To the extent plaintiff's complaint raises a discrimination claim based on the failure to promote or constructive discharge, such claims have not been exhausted and plaintiff agrees they are not before this Court. Defense Exs. at pp.218, 225. (ECF 21-1). As such, defendants are entitled to summary judgment as to all claims alleged in the complaint and the case should be dismissed.
C. Motion for Adverse Inference
Plaintiff moves the Court to make an adverse inference against defendants asserting defendants have withheld documents to protect John Murphy against whom:
they have enough evidence that he constantly Discriminated and Harassed Plaintiff until his health deteriorated, but still want him to enjoy the benefits of being Territory Manager and continue his discriminatory practices because of being from privileged race, while Defendant uses all his power to try to suffocate Plaintiff voice by putting their knee on his neck and make it extremely difficult to have a fair chance in this Court Case due to his underprivileged race.Motion (ECF 50) at p. 23)
This Court has previously denied plaintiff's request for spoilation finding an insufficient basis to demonstrate destruction of evidence. In addition, the Court ordered defendant IRS to provide all records requested by plaintiff or certify it has exhausted all reasonable efforts to locate any such documents. Defendant subsequently certified that all relevant and responsive documents in its possession have been provided to plaintiff (ECF 49). The Court was persuaded the first time plaintiff asserted spoilation and the Court is not persuaded now that defendant withheld any relevant discovery or destroyed such evidence knowing it had a duty to preserve it. The motion should be denied.
CONCLUSION
Defendants' motion for summary judgment (ECF 20) should be granted and plaintiff's motion for an adverse inference (ECF 50) should be denied. A judgment should enter.
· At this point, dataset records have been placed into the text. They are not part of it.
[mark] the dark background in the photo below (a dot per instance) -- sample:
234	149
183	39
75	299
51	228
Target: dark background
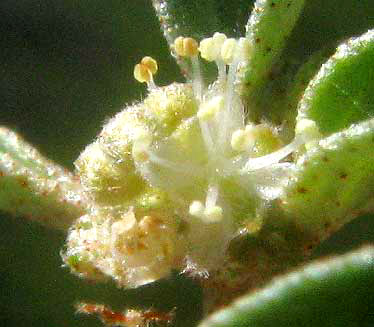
65	67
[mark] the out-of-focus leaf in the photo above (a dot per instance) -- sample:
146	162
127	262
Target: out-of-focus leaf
333	181
342	92
34	187
266	45
332	292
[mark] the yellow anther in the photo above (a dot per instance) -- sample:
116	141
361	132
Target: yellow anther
228	50
142	74
151	64
210	108
186	47
213	214
144	71
196	209
210	48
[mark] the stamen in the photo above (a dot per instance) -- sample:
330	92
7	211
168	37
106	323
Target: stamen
141	143
212	196
213	214
210	48
209	108
206	113
243	139
272	158
229	94
227	50
196	209
144	71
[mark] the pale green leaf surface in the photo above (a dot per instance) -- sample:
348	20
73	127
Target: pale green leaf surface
342	92
267	46
333	181
34	187
334	292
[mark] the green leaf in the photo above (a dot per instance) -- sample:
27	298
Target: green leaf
333	292
200	19
333	181
342	92
267	46
34	187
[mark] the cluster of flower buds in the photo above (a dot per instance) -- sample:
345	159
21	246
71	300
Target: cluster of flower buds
172	179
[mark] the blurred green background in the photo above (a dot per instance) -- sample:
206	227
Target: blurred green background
65	67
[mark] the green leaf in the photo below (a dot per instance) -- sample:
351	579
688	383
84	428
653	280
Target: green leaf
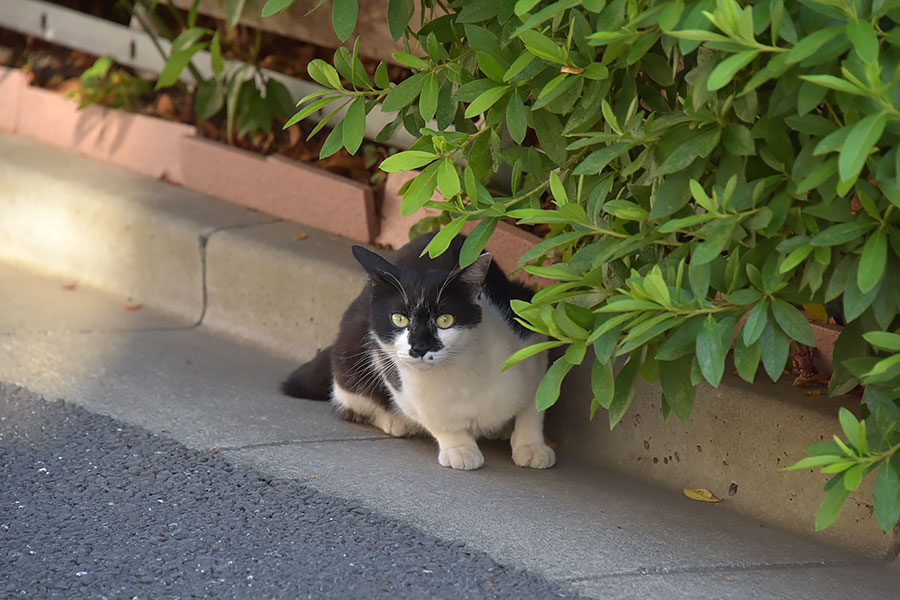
324	74
701	143
807	46
542	46
178	60
746	359
598	159
334	141
306	111
864	40
675	380
233	10
343	17
516	119
529	351
404	93
476	241
715	242
626	381
710	353
410	60
755	323
793	322
549	131
842	233
486	100
854	300
883	339
834	83
428	100
811	462
700	196
399	14
381	75
215	55
406	161
795	257
849	425
862	137
548	388
775	349
603	384
883	366
355	125
440	242
853	477
272	7
209	99
728	68
887	496
872	262
831	507
420	190
448	179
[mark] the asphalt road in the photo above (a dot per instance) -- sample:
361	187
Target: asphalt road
91	507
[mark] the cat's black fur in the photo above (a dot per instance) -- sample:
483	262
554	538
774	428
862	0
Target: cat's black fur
425	276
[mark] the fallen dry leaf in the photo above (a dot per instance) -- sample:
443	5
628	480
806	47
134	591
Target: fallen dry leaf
701	495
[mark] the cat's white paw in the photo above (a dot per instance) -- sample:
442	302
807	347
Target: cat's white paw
461	457
536	456
392	424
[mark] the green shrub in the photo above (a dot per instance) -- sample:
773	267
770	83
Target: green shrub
696	162
251	101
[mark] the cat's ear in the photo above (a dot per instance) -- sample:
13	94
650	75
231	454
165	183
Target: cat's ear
475	273
375	265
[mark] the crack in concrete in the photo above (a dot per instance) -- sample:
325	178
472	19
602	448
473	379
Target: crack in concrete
203	241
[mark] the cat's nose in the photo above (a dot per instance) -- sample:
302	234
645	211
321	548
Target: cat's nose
418	350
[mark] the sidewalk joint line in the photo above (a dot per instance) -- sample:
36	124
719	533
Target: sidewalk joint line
203	243
713	570
296	443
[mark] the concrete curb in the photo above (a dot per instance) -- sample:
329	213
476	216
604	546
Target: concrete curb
283	287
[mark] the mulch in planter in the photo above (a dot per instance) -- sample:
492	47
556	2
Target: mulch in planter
59	68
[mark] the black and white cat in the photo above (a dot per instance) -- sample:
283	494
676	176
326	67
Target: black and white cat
422	347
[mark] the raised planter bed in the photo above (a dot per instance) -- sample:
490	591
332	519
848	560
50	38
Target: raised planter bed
175	152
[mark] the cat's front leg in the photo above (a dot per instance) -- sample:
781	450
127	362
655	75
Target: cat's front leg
527	440
458	450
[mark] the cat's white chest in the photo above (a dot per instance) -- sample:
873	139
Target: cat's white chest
470	391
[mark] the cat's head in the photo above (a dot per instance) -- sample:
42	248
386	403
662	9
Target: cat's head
423	317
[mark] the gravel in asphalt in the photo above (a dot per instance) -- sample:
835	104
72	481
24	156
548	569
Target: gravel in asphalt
91	507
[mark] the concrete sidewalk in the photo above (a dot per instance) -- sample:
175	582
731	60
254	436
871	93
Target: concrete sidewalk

This recommendation is not an order that is immediately appealable to the Ninth Circuit Court of appeals. Any notice of appeal pursuant to Rule 4(a)(1), Federal Rules of Appellate Procedure, should not be filed until entry of the district court's judgment or appealable order. The parties shall have fourteen (14) days from the date of service of a copy of this recommendation within which to file specific written objections with the court. Thereafter, the parties shall have fourteen (14) days within which to file a response to the objections. Failure to timely file objections to any factual determination of the Magistrate Judge will be considered as a waiver of a party's right to de novo consideration of the factual issues and will constitute a waiver of a party's right to appellate review of the findings of fact in an order or judgment entered pursuant to this recommendation.